L’idée est simple : les collectivités étant tenues de voter un budget de fonctionnement à l’équilibre, si on réduit leurs recettes, elles seront contraintes de diminuer leurs dépenses. Pour ce faire, la Cour propose de fixer « par la loi de finances annuelle le taux de la revalorisation des valeurs locatives cadastrales ». Aujourd’hui, cette revalorisation nationale de la taxe foncière est automatiquement indexée sur l’inflation, mais si cela n’était plus le cas, le Parlement pourrait fixer ce taux d’augmentation en dessous de celui des prix. Cette mesure pourrait provoquer des pertes de recettes allant jusqu’à 1,6 milliard d’euros en 2027. De même, la Cour propose que l’État transfère tout simplement moins d’argent aux collectivités, ce qui générerait une économie de 300 millions d’euros d’ici 2025.

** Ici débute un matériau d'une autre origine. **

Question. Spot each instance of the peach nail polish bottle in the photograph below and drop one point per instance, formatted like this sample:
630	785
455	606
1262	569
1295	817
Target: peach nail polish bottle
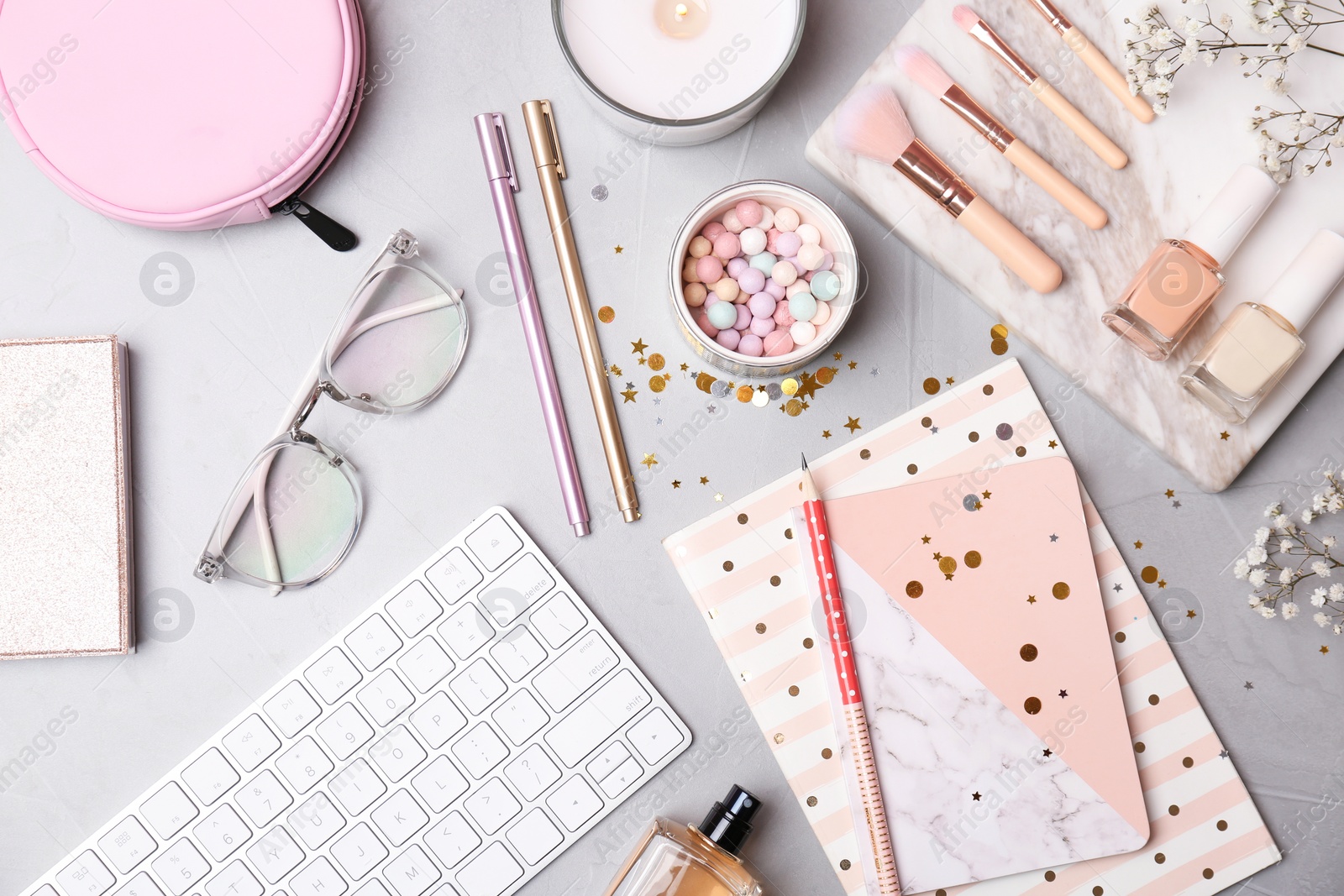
1179	281
1258	342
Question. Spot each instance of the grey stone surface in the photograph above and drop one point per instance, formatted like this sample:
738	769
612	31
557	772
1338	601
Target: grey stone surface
212	376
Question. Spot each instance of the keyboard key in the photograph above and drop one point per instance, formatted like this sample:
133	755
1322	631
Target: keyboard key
400	817
480	750
333	676
425	664
440	785
304	765
521	716
490	873
454	577
385	698
262	799
413	609
316	821
535	836
275	855
360	852
373	642
558	620
412	873
452	840
492	806
533	773
356	788
597	718
210	777
250	743
575	802
575	671
292	710
181	868
234	880
168	810
437	720
128	844
396	754
87	876
319	879
494	543
467	631
477	687
344	731
517	590
655	736
608	761
517	653
222	833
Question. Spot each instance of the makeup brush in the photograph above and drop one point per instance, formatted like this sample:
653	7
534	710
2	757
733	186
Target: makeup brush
1077	121
927	73
871	123
1093	58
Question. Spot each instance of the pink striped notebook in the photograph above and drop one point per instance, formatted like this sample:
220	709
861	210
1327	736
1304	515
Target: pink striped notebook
743	569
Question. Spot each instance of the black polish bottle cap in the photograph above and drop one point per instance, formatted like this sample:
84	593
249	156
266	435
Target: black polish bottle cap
729	822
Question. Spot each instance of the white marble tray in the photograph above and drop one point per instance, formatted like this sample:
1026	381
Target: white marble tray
1176	164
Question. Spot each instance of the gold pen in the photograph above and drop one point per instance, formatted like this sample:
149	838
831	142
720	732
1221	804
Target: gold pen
550	170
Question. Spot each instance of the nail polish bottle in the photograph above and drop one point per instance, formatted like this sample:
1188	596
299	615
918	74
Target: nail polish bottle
685	860
1258	342
1182	277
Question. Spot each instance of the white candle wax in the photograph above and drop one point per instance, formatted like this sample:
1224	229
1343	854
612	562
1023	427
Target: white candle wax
625	50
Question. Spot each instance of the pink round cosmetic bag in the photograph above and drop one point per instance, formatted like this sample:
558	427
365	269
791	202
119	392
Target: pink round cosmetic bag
185	114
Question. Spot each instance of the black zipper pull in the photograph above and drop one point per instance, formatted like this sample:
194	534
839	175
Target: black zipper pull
329	231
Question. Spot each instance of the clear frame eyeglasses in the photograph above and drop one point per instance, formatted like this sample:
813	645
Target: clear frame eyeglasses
295	513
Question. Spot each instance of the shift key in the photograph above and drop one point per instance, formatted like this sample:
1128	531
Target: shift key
597	718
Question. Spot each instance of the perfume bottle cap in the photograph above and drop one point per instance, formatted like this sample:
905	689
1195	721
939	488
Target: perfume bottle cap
729	821
1310	280
1233	212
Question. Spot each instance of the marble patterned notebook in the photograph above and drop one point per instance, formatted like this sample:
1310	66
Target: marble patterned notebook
743	571
1176	165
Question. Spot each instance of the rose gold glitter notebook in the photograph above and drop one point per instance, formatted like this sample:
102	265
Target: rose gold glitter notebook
65	499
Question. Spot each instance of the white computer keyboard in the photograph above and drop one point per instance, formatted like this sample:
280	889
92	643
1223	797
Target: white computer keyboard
464	731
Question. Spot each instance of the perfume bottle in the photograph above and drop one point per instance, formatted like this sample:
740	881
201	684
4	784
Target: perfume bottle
1258	342
1182	277
685	860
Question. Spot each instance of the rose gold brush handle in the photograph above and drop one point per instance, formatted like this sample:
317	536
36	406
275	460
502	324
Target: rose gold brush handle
1014	248
870	794
1059	187
1079	123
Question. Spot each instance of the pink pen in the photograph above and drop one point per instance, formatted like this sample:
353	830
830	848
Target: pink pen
499	172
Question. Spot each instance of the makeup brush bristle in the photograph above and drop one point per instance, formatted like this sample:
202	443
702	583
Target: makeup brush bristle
871	123
965	18
922	69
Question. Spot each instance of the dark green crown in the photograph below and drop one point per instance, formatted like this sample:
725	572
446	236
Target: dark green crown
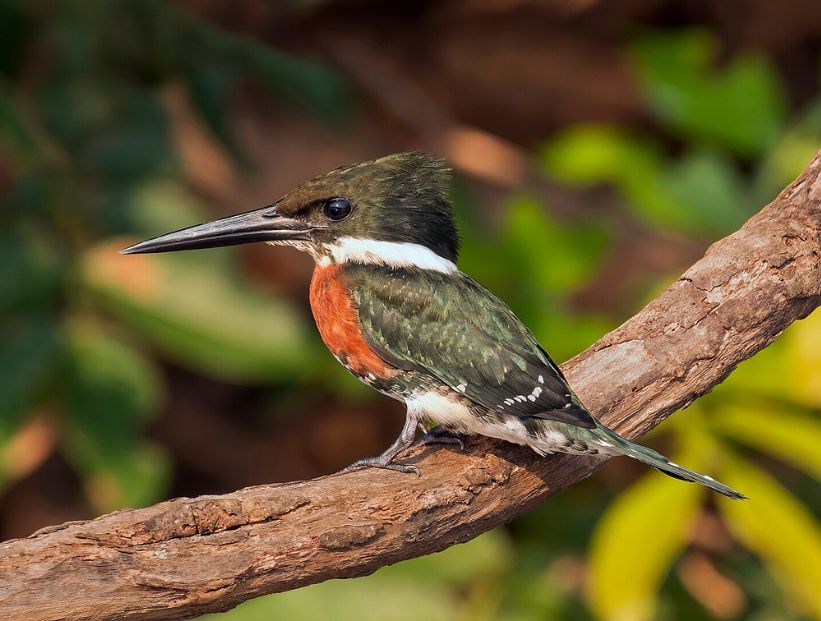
399	198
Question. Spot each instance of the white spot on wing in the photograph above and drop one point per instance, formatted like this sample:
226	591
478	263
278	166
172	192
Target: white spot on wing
394	254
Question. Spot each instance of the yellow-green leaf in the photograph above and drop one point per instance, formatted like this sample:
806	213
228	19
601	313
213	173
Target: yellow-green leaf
775	525
635	543
790	437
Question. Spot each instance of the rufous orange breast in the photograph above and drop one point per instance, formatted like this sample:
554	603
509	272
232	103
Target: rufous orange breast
338	323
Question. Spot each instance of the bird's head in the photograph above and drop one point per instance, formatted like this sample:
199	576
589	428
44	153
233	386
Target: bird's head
394	210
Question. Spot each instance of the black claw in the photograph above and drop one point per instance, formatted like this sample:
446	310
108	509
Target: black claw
438	435
376	462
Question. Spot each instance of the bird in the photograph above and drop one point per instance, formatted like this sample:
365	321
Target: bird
392	306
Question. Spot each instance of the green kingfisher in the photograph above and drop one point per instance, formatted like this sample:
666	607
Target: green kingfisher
392	306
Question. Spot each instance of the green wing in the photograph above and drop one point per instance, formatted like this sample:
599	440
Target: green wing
450	327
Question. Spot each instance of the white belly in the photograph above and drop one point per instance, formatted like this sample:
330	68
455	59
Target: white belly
453	413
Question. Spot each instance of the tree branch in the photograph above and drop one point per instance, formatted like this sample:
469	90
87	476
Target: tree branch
187	556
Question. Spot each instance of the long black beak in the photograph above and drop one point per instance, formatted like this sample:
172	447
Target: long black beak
253	226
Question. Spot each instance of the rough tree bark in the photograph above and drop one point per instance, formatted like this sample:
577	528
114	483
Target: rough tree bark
189	556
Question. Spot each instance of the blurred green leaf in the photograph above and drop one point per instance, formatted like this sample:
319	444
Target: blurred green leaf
198	309
14	134
29	269
788	158
778	528
30	356
209	90
740	106
113	390
793	438
303	83
708	187
201	315
529	231
700	193
636	541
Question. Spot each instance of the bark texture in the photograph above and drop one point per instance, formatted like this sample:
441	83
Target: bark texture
189	556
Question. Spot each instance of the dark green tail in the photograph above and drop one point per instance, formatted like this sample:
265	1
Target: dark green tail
661	463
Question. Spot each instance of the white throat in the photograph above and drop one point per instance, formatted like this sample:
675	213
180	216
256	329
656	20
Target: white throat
392	254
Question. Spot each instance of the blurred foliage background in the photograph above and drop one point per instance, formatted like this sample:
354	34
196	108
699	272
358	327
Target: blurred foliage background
599	146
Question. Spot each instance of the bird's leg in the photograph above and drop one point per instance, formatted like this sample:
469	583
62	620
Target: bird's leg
439	435
385	460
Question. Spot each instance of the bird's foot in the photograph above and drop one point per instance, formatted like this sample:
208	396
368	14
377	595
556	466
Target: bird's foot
381	461
440	435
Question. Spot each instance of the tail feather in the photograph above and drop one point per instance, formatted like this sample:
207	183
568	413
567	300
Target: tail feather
662	464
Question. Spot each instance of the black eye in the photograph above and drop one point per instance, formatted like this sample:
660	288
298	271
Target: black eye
337	209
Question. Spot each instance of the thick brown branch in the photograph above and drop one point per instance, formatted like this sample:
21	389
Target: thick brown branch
189	556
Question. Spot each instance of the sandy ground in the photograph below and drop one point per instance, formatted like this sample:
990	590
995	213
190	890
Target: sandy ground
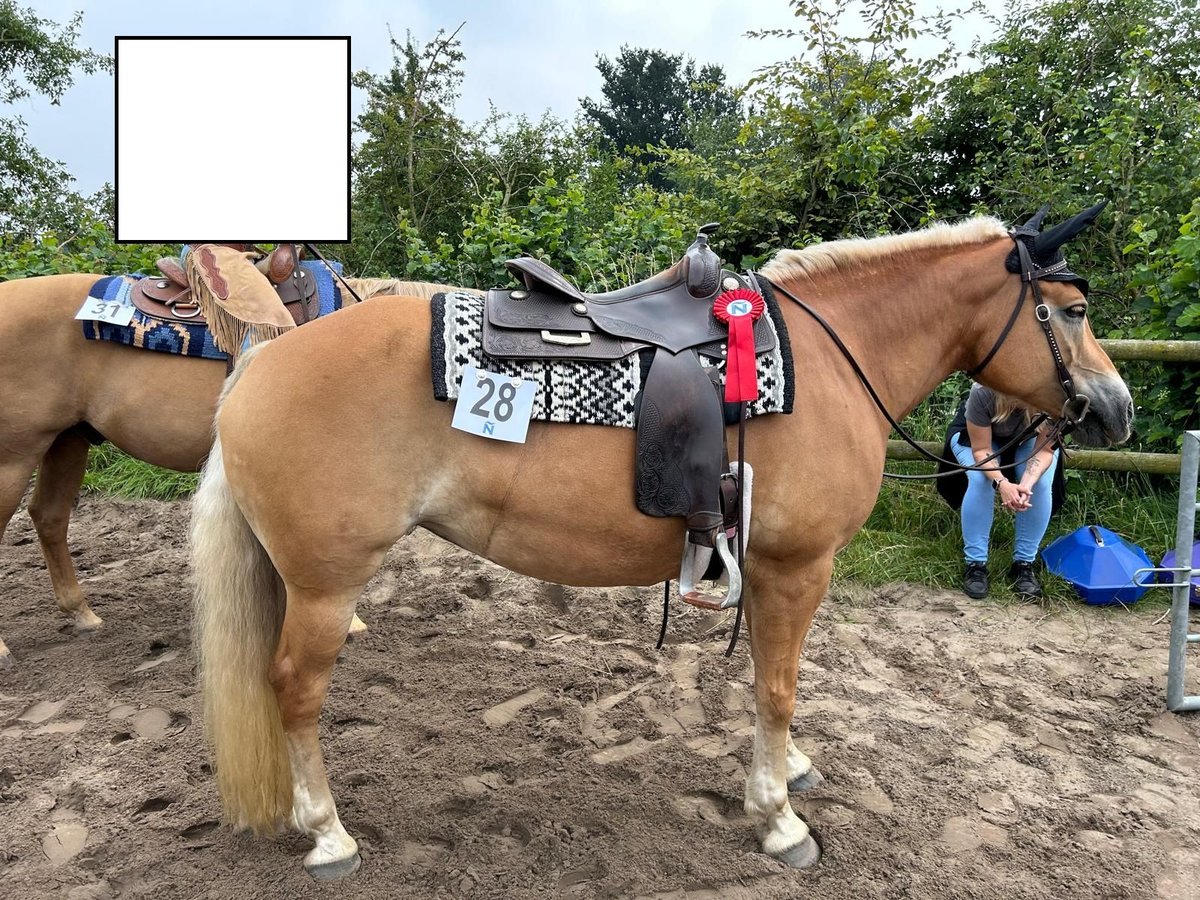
493	736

Autre point central des finances locales : ces dernières reçoivent une part des recettes de la TVA (52,8 milliards d’euros en 2023). Les auteurs recommandent de « d’écrêter » l’augmentation des recettes de taxes affectées aux collectivités pour les reverser à l’État, ce qui représenterait une économie de 2,7 milliards d’euros d’ici 2027, auxquels s’ajouteraient 800 millions d’euros pour une autre taxe affectée, la TSCA. Toujours en ce qui concerne les recettes de TVA, la Cour propose d’affecter « une partie de l’augmentation des recettes de TVA à des fonds de résilience » – c’est-à-dire une réserve qui permettrait de financer les besoins des collectivités en cas de crise, sans puiser dans les caisses de l’État.
Bref, une mise à la diète qui ne sera probablement pas au goût des principales intéressées. Mais, « la participation des collectivités au redressement des finances publiques est justifiée par la part des dépenses locales dans l’ensemble des dépenses publiques (17,8 % en 2023), par le financement majoritaire des collectivités par des transferts financiers de l’État (53,5 % de leurs recettes en 2023) et par le constat de possibilités d’amélioration de la qualité des dépenses locales», justifie la Cour.